The Türmchen (Little tower) in Ehrenbach, an Ortsteil of Idstein, Hesse, Germany, is a fachwerk building from around 1780 that served various purposes. The listed historic monument has been a Protestant chapel since 1982.

== History ==

The Türmchen was built around 1780 on an elevated ground as a Hirtenhaus (shepherds' house).

The building belongs to the town of Idstein.The street address is Malbachweg 1. In 19821, it was consecrated as a chapel, and now serves for monthly church services of the Oberauroff/Görsroth/Eschenhahn parish of the Protestant Church in Hesse and Nassau. The building was completely restored over two years beginning in 2019. It is a listed historic monument.

== Building ==

The Türmchen is located on a level higher than the street, supported by a wall. Based on a high foundation of Bruchstein (quarry stone), it is a fachwerk (timber-framed) construction with a gable roof.

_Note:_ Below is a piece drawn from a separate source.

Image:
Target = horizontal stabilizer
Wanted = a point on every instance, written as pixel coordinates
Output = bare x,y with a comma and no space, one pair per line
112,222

The roof is built of timber cut in winter 1685/86. The slated ridge turret is much younger, built between 1737 and 1757. In was erected as a clock tower, long before the usage of the building as a church. It explains the common name. The only entrance on the south side is reached by stairs. An original second door was blocked. Nowadays, the building comprises only a single simple rectangular room.Two dividing walls were abolished for the conversion to religious use.